Here’s what you need to know about separating laundry: Separating by color matters because dyes can bleed, with red and blue fabric causing the most trouble, according to Mary Zeitler, a consumer scientist at Whirlpool Corporation’s Institute of Home Science. “However, after a few washes, dyes become less likely to release and transfer to other clothing,” she explains.
Put simply, separating laundry prevents unwanted color transfer—but only if the clothes are going through their first few washes.
How you wash your clothes also makes a difference: Dyed pants (like jeans) will stay blue (or black) longer when they’re washed inside-out, because their outer-dyed surface won’t rub against as many other clothes. Using cool water in the wash can also help cut down on bleeding for all colors.

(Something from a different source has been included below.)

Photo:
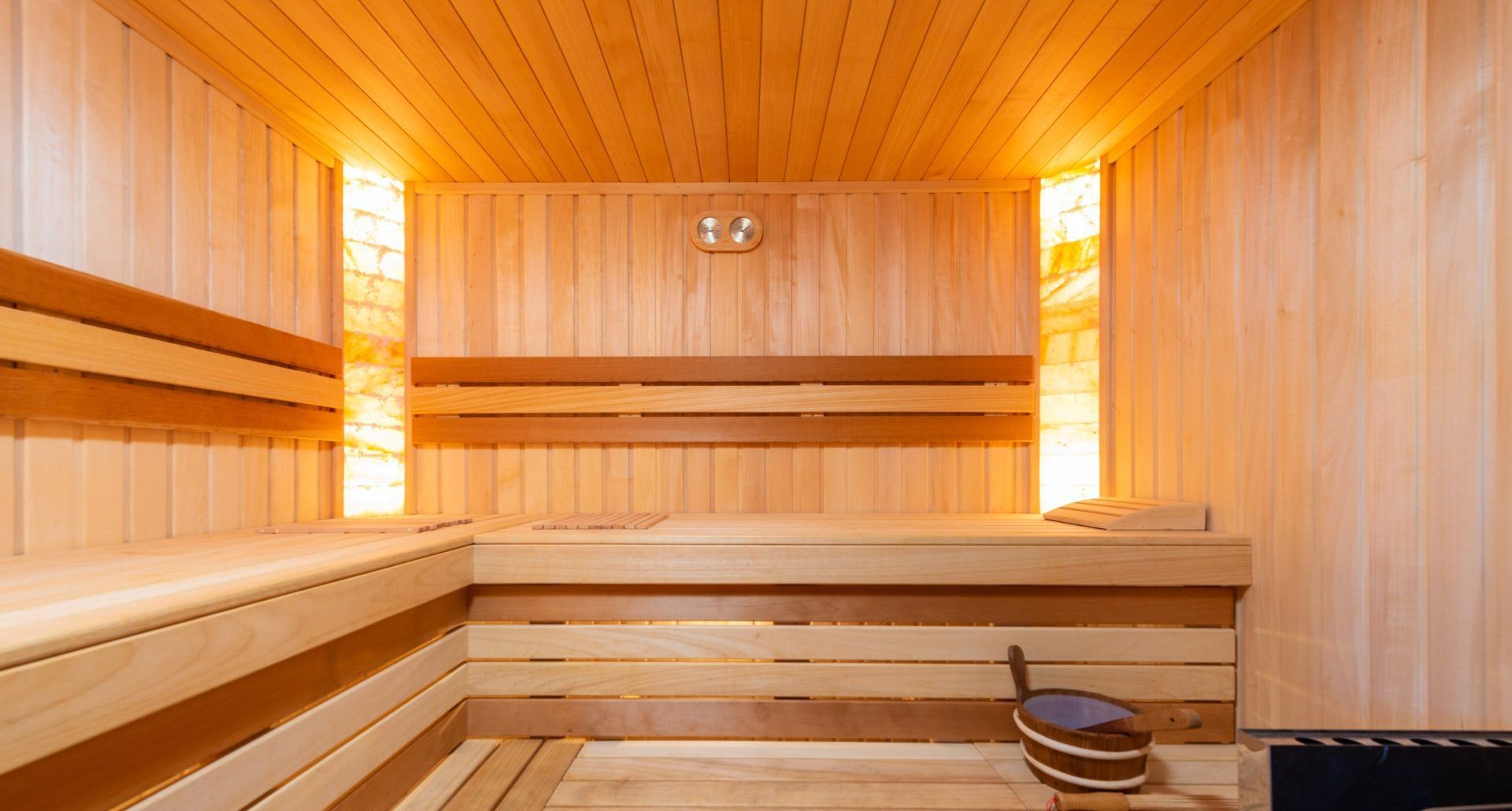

Of course, few of us actually consider separating laundry. For most of us, the way in which we do our laundry evolves as we mature into high-functioning Homo sapiens. The Neanderthal shoves as many dirty towels and undershirts into the washing machine as can possibly fit and hopes to remember to take clothes out of the dryer before an impatient neighbor tosses them on the ground. The Cro-magnon begins to experiment with dry cleaning, and the fully evolved launderer considers color, temperature and fabric before hitting the “permanent press” button.
But if separating laundry sounds like too much work, just wait until clothing joins the evolution game, and becomes stain-free and self-cleaning. If the science is right, we’re not far from it.